Oczywiście Palio. Ta tradycyjna gonitwa koni przyciąga do miasta tłumy widzów.
Wielbiciele filmów o przygodach Jamesa
Bonda mogli „uczestniczyć” w niej wraz ze swoim ulubionym bohaterem,
kiedy to w jednej ze scen w „Quantum of Solace”, James ściga swojego wroga po
dachach budynków stojących przy Piazza del Campo, na którym właśnie odbywa się Palio. Mieszkańcy
Sieny przeżywają każdą gonitwę, przygotowywaną na długo przed samym wydarzeniem
i z ogromną dbałością o każdy szczegół. Palio odbywa się dwa razy w roku – 2
lipca i 16 sierpnia i biorą w nim udział przedstawiciele poszczególnych
dzielnic (contrade). Głównymi bohaterami imprezy są konie, to one są
błogosławione przed wyścigiem, a wygrywa zwierzę, które pierwsze przetnie linie
mety… nawet bez dżokeja. Dla tych, które nie mogą już brać udziału w wyścigach,
w okolicy funkcjonuje specjalny „dom starców”.
 |
Budynki przy Piazza del Campo |
Jednak ja nie
wybrałam się do Sieny na podziwianie żadnej z tradycyjnych gonitw. Wpadam tutaj
tylko na krótką jednodniową wizytę, przez co zobaczyłam tylko część głównych
atrakcji. Teraz myślę, że lepiej byłoby zorganizować sobie dłuższy pobyt w
mieście, z noclegiem, żeby móc przejść się wieczorem ulicami, przysiąść na
Piazza del Campo i poczuć atmosferę Sieny, kiedy już wyjadą z niej tłumy
turystów. Jeśli jednak nie ma się takiej możliwości, wyrwanie się z Florencji i
spędzenie choćby jednego dnia w mieście, również jest dobrym pomysłem.
Zwiedzanie
rozpoczęłam od spaceru z dworca kolejowego, w kierunku bardziej turystycznej
części miasta. Jedynym miejscem, do jakiego kierowały mnie drogowskazy, była
Basilica di San Domenico. Bez trudu odnalazłam ją na swojej mapie i w tamtą
stronę postanowiłam iść dalej. Jednak, kiedy znalazłam się w pobliżu wysokiego
muru, coś podpowiedziało mi, żeby przejść na jego drugą stronę. Posłuchałam
tego tajemniczego chochlika i okazało się, że to był bardzo dobry pomysł.
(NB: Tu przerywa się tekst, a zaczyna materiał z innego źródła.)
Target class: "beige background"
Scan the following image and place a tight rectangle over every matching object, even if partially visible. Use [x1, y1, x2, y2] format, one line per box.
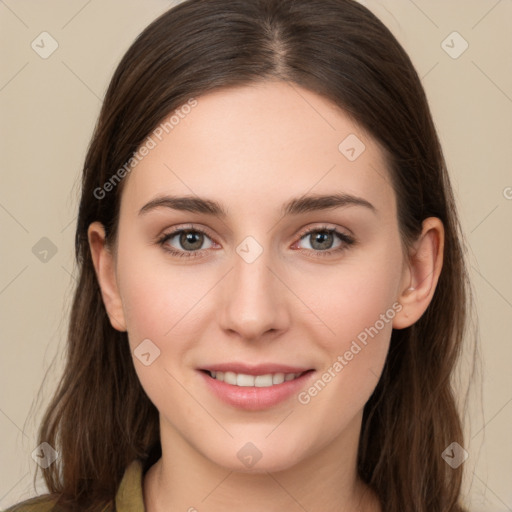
[0, 0, 512, 512]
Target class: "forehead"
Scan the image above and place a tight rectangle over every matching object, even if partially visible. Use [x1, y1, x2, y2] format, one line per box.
[122, 82, 395, 221]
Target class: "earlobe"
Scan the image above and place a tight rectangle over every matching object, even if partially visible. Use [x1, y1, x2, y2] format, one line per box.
[393, 217, 444, 329]
[87, 222, 126, 331]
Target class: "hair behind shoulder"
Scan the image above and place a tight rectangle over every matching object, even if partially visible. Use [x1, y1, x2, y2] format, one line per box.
[28, 0, 470, 512]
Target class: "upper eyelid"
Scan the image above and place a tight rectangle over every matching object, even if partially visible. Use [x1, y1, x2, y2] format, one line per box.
[158, 223, 354, 248]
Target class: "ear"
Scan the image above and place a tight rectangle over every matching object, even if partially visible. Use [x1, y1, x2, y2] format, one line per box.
[87, 222, 126, 331]
[393, 217, 444, 329]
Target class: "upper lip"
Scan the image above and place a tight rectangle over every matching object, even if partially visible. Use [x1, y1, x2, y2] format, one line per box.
[201, 363, 313, 375]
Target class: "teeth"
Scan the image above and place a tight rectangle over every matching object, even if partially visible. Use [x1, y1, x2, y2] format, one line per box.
[210, 371, 302, 388]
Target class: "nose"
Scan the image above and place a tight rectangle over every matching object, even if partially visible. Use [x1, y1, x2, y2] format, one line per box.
[218, 244, 290, 341]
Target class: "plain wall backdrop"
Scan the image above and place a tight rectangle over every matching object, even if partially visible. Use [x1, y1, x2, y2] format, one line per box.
[0, 0, 512, 512]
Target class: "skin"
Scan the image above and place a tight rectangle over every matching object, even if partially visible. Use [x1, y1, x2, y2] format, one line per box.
[88, 82, 444, 512]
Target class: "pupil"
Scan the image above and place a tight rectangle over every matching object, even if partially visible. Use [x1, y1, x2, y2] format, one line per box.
[311, 231, 332, 249]
[180, 231, 203, 251]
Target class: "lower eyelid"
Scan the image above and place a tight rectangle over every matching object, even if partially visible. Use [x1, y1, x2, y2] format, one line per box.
[158, 227, 355, 258]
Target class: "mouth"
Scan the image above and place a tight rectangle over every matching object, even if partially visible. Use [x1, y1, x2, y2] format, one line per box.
[198, 365, 316, 411]
[201, 370, 313, 388]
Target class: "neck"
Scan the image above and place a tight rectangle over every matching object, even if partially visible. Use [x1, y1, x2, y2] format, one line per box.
[144, 418, 381, 512]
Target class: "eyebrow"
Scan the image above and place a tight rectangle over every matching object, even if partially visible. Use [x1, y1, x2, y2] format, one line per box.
[139, 194, 377, 219]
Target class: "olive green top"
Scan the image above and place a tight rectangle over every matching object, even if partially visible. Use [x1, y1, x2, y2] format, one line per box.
[5, 459, 145, 512]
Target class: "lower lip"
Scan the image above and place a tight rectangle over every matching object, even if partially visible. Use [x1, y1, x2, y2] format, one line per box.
[199, 370, 315, 411]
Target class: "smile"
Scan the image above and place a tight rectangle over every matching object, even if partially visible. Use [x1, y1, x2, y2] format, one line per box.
[208, 371, 304, 388]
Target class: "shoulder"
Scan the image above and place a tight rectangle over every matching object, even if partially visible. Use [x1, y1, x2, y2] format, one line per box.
[3, 494, 114, 512]
[4, 494, 59, 512]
Z tej strony spotkałam na swojej drodze
wiele osób, grup turystów i szybko dostrzegłam znak wskazujący drogę do Piazza
del Campo. Teraz byłam już na właściwej trasie.
 |
Spacer ulicami Sieny |
Piazza del
Campo, czyli główny plac w mieście ma oryginalny i niespotykany kształt.
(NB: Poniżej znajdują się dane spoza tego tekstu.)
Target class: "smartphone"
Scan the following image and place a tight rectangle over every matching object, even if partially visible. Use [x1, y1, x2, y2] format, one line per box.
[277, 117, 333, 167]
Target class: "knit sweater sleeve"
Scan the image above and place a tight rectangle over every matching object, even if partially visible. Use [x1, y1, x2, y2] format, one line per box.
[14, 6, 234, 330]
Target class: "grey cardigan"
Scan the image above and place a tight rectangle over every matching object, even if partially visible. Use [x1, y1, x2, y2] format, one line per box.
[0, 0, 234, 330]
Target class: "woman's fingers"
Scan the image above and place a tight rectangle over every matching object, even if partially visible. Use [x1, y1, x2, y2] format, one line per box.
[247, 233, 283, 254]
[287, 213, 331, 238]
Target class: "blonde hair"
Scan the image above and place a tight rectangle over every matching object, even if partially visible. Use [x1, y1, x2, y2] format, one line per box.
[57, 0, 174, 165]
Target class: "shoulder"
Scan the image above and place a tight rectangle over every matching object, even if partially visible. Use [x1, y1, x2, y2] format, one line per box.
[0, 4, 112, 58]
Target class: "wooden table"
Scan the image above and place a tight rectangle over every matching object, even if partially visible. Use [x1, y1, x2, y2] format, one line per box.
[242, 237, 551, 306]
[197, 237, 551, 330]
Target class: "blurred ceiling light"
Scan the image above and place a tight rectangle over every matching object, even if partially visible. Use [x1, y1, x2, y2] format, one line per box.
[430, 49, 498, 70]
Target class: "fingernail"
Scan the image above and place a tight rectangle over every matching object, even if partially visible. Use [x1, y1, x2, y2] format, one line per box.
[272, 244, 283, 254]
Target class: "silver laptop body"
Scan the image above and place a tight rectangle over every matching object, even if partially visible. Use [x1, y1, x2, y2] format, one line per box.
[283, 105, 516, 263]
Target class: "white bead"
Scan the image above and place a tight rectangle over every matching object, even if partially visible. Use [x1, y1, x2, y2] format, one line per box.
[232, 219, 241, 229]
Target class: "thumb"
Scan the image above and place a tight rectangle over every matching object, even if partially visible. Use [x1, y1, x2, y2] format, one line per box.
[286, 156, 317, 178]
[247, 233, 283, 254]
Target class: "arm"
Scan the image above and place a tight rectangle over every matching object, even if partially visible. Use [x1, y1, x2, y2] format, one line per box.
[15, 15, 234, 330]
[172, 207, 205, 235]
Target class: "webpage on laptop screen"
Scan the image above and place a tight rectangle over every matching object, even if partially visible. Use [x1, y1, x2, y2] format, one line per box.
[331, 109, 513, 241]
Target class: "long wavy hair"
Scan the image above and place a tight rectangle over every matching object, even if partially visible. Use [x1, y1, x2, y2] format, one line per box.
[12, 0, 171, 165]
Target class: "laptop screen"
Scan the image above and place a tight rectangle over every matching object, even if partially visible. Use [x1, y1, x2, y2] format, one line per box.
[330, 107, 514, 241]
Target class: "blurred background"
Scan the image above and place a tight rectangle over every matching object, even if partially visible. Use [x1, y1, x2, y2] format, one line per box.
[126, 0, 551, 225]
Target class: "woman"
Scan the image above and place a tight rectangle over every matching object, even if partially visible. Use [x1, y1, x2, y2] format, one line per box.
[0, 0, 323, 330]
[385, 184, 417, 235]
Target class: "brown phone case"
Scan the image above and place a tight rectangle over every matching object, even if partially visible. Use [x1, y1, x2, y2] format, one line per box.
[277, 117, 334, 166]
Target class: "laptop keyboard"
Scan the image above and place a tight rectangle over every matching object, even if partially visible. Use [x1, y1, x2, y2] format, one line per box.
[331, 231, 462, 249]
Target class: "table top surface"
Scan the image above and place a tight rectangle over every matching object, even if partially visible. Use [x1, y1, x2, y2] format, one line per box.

Przypomina muszlę i jest lekko
spadzisty. Został tak zaprojektowany, aby wody deszczowe mogły łatwo spływać,
nie zalewając placu. Podobno nie wolno siadać na jego rozgrzanych płytkach, ale do dziś
zastanawiam się, czy to tylko pogłoski, czy też może tysiące turystów (i nie tylko)
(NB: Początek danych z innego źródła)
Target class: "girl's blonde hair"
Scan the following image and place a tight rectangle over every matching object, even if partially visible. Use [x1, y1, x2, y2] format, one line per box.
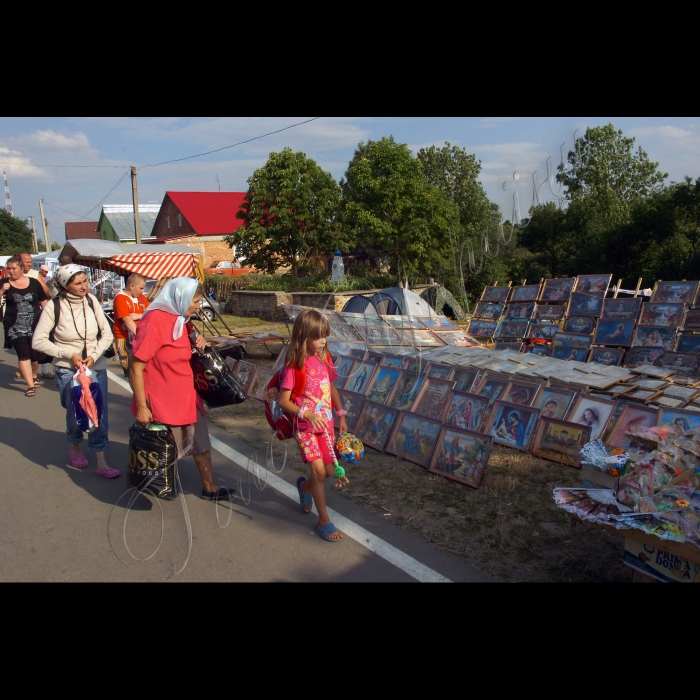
[284, 309, 331, 370]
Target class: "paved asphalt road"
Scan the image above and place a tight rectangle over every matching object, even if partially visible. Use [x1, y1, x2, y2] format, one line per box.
[0, 350, 491, 582]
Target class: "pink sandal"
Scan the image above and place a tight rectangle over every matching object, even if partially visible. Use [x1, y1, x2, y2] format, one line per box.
[68, 450, 90, 469]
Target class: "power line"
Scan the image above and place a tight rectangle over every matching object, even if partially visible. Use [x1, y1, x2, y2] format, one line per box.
[138, 117, 321, 170]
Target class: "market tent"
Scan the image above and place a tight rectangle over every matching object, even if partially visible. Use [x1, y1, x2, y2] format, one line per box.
[58, 238, 204, 280]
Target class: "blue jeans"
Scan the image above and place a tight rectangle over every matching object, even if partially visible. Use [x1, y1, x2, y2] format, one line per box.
[54, 367, 109, 452]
świadomie łamią ten zakaz i to w dodatku grupowo 😉. Siedząc na placu, w jego dolnej części zobaczymy Ratusz, z
górującą nad nim Torre del Mangia. Po
florenckich wspinaczkach nie zdecydowałam się na oglądanie miasta z jej
szczytu. Ograniczyłam się tylko do wejścia na dziedziniec i zrobienia zdjęcia z
dołu. Po przeciwnej stronie placu znajduje się pierwsza miejska fontanna –
Fonte Gaia. Pokręciłam się chwilę po Piazza del Campo, ale kiedy ludzi zaczęło
przybywać, wyszłam jedną z bocznych uliczek i udałam się w kierunku Duomo di
Santa Maria Assunta (Katedry Wniebowzięcia Najświętszej Marii Panny). Świątynia
była rozbudowywana przez ponad 200 lat, miała być największa na świecie,
ale plany te zniweczyła epidemia dżumy,
która wybuchła w 1348 roku. Jak się domyślacie, budowy nie ukończono, a obecny
kształt katedry to jeden z jej etapów. Po ambitnych planach, dziś pozostały
podstawy masywnych kolumn oraz taras widokowy.


 |
Piazza del Campo |
 |
Ratusz miejski |
 |
Torre del Mangia - widok z dołu |
 |
Dziedziniec Ratusza |
 |
Fonte Gaia |
Fasadę katedry
zaprojektował Giovanni Pisano. Mieni się ona złotymi zdobieniami i przypomina
tę w Orvieto, choć niewątpliwie jest
bardziej okazała. Wnętrze także jest bardzo bogate, marmurowe posadzki, nad
którymi pracowało blisko 40 artystów, rzeźby autorstwa m.in. Michała Anioła i
Donatella, bogato zdobiona ambona, czy wreszcie Capella Piccolomini. Nie mogę
odmówić piękna sieneńskiej katedrze, ani kunsztu wykonania najdrobniejszych
nawet elementów, ale taka ilość dzieł, na tak niewielkiej powierzchni mnie
przytłacza, zbyt wiele rzeczy dosłownie „krzyczy” o moją uwagę. Zdecydowanie wolę wnętrza
bardziej skromne. Nie miałam w planach zwiedzania Muzeum Katedralnego ani
tarasu widokowego (nie wiem, czy był w tym dniu czynny, bo nie widziałam na nim
ludzi), a jedynie Baptysterium. Co ciekawe, w Sienie nie stoi
ono na jednym placu z katedrą i dzwonnicą, jak w Pizie czy Florencji, ale
wszystkie wydają się „wciśnięte” pomiędzy inne, gęsto stojące dookoła budynki.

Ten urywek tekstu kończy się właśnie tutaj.